I would say that I have been at peace with myself — I know that I could have had a faster trajectory in my music career if I had taken up music full time, but I have also enjoyed every moment in my corporate job. I have had extremely fast career growth — I’m a Senior Vice President within a decade of industry experience. I strive to give quality music, and I have never been an advocate of counting the number of concerts that one gets to perform. I get sufficient time to think and plan for my concerts as I generally don’t accept more than a concert or two per week.
You have said in an earlier interview that you will continue to work until you gain financial stability with your music career.
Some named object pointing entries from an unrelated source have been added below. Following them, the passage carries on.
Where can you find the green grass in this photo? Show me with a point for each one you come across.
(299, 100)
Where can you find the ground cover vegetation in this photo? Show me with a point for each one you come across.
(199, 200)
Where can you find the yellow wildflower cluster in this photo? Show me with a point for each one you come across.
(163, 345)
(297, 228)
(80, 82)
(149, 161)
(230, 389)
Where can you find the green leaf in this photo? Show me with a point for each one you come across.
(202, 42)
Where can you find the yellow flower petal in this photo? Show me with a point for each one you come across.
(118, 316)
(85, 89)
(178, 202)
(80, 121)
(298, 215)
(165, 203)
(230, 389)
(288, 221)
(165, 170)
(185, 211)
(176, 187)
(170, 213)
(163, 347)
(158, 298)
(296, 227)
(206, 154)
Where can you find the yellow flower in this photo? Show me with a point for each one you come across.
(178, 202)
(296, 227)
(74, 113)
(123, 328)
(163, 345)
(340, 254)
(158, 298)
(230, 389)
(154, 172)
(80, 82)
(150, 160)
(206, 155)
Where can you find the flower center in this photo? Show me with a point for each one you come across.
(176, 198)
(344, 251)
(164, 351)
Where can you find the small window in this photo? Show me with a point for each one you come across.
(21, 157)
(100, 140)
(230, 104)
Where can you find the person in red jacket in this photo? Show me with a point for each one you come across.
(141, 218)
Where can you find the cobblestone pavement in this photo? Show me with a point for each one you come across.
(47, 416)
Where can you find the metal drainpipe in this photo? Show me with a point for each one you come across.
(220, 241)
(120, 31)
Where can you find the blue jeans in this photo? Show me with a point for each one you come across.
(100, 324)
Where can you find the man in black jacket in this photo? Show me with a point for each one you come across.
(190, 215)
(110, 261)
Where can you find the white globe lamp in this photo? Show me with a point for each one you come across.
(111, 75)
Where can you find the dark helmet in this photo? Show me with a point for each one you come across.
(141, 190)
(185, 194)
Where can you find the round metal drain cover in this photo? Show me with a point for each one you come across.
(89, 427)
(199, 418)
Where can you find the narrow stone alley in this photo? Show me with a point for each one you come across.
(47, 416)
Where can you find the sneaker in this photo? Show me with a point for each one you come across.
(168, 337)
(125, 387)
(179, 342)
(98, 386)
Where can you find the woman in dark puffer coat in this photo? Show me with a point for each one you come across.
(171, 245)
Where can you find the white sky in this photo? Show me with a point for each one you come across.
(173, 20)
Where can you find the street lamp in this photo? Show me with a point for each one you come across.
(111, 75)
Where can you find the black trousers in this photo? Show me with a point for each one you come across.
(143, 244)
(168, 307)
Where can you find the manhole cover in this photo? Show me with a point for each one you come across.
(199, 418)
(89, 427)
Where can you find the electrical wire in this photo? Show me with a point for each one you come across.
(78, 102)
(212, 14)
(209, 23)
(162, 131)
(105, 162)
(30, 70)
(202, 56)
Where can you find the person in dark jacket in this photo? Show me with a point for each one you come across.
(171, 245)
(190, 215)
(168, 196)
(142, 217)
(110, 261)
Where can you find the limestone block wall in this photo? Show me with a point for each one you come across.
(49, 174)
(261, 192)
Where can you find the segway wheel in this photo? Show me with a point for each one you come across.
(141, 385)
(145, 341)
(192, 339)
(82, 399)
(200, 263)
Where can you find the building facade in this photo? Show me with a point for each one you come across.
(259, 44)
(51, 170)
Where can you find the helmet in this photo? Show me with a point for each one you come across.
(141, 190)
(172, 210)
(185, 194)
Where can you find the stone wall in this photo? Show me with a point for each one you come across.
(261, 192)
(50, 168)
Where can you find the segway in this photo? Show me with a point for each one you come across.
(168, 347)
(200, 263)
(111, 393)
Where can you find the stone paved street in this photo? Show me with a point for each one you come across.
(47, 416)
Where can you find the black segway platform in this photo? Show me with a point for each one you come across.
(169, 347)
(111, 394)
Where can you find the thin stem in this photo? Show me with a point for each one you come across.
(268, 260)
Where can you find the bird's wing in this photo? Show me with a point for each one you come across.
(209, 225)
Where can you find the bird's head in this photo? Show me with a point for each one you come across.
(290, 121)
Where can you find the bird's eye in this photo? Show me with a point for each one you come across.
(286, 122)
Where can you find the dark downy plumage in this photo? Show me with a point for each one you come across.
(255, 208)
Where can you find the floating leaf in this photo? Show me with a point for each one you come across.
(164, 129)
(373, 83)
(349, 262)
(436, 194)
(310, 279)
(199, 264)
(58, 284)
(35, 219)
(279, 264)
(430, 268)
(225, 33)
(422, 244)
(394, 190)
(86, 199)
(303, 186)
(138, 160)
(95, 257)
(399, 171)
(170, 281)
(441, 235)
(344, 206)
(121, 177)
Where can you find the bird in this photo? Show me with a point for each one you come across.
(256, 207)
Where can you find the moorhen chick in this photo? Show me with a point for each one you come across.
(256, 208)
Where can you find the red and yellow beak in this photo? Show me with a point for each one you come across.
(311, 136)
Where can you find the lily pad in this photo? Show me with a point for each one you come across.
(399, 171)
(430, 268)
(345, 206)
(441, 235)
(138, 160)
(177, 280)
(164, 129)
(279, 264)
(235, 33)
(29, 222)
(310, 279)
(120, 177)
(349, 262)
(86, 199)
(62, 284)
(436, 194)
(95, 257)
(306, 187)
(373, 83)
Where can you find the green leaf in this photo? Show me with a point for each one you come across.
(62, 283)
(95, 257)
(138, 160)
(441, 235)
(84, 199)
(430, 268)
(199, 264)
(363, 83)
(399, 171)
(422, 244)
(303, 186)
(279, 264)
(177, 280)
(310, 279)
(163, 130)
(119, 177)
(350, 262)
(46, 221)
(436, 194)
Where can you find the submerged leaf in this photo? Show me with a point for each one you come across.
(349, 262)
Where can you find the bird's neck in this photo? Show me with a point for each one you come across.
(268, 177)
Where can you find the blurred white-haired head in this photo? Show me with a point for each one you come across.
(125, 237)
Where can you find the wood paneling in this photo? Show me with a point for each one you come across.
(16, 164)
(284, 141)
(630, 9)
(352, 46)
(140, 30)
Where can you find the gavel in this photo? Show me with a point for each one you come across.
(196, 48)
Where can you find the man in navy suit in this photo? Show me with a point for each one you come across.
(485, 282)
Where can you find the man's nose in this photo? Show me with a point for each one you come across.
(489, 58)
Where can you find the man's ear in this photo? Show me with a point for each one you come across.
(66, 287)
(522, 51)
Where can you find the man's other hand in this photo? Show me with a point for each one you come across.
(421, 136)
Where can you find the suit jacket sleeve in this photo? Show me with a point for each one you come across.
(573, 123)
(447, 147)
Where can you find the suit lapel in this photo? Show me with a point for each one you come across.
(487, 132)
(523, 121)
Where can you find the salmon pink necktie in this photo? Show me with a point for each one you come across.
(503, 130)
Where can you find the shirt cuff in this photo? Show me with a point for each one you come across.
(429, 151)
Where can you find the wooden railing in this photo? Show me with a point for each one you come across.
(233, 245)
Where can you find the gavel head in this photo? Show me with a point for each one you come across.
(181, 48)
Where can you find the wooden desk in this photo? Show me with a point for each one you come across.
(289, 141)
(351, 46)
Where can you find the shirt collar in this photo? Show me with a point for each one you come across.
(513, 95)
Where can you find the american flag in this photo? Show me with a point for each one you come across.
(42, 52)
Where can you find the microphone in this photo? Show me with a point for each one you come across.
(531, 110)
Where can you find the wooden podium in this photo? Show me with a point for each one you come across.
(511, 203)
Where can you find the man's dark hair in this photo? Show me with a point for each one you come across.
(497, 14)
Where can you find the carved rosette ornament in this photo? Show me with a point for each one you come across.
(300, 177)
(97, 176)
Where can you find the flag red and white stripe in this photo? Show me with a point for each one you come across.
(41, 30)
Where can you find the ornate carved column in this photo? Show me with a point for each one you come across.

But being in a job means that you can’t accept many concerts, nor can you go on long concert tours — both of which are pretty much essential to build a financially viable performing career, don’t you think?
Actually, I have been lucky — my managers have allowed me to go on month-long tours to the US frequently and for the annual December season as well. I also have financial stability in music now. It’s really up to me now what I want to pursue further.
Have you ever felt that your hectic work life (which I understand involves international travel as well) has affected the quality of your concerts? Do you ever see yourself giving up your job for a full-time music career?
The international official travel used to be a lot more in the earlier days but nowadays I only travel for a week or two. So I don’t think it has affected me. In the next few years, I will definitely take music up as a full-time occupation.
Have you performed with your sister after becoming a professional? Do you brainstorm or practise with her?
I have performed a few concerts with my sister. Shri Shashikiran was the first to organise one, for Bharat Sangeet Utsav in 2012-13. It was a huge hit, and we were invited by many sabhas to perform as a duo. But due to the difference in shruti, it puts a strain on both our voices. So we decided to take a break. We brainstorm with each other all the time on various aspects of music — new pallavis, raga phrases, new compositions, rare ragas, voice culture, etc. I don’t practise with her though since I sing at D and she sings at G.
You have composed several pallavis yourself. When did you start doing this? Do you have a personal favourite?
Lalgudi sir asked all his students to compose pallavis and render them in his classes. My first was in Shanmukhapriya in Tisra Rupakam 3 Kalai. He liked it a lot and encouraged me to compose more. Since then I have been composing pallavis. The count is 100+ now. My favourites are the ones that I compose for Pallavi Darbar every year — Ranjani mala, Gowlantya ragas, pancha nadai, etc.
Watch Saketharaman peform at Pallavi Darbar (2016):
How do you learn these days and ensure your music doesn’t stagnate?
I keep an open mind when it comes to styles. I listen and learn from all musicians and try to incorporate it in my own style. Whether it is past masters like GNB, Semmangudi, Alathur or Madurai Mani Iyer or contemporary musicians like TNS, TVS or Sanjay Subrahmanyan, I try to imbibe the essence and not imitate. It’s very important for us to have a flexible approach, adapt and keep improvising. Otherwise, as you say, there is a danger of stagnation.
Where do you see yourself in the Carnatic music field 10 years from now?
Well, I will need to use sentimental analysis and other data science/machine learning algorithms to predict that! On a more serious note, I think that I will be performing as a full-time musician at that point. I’d like to continue providing quality music while still increasing my fan base. I’d also like to compose more pallavis and tune thukkada items such as those of Purandaradasar and Annamacharya as well as bhajans.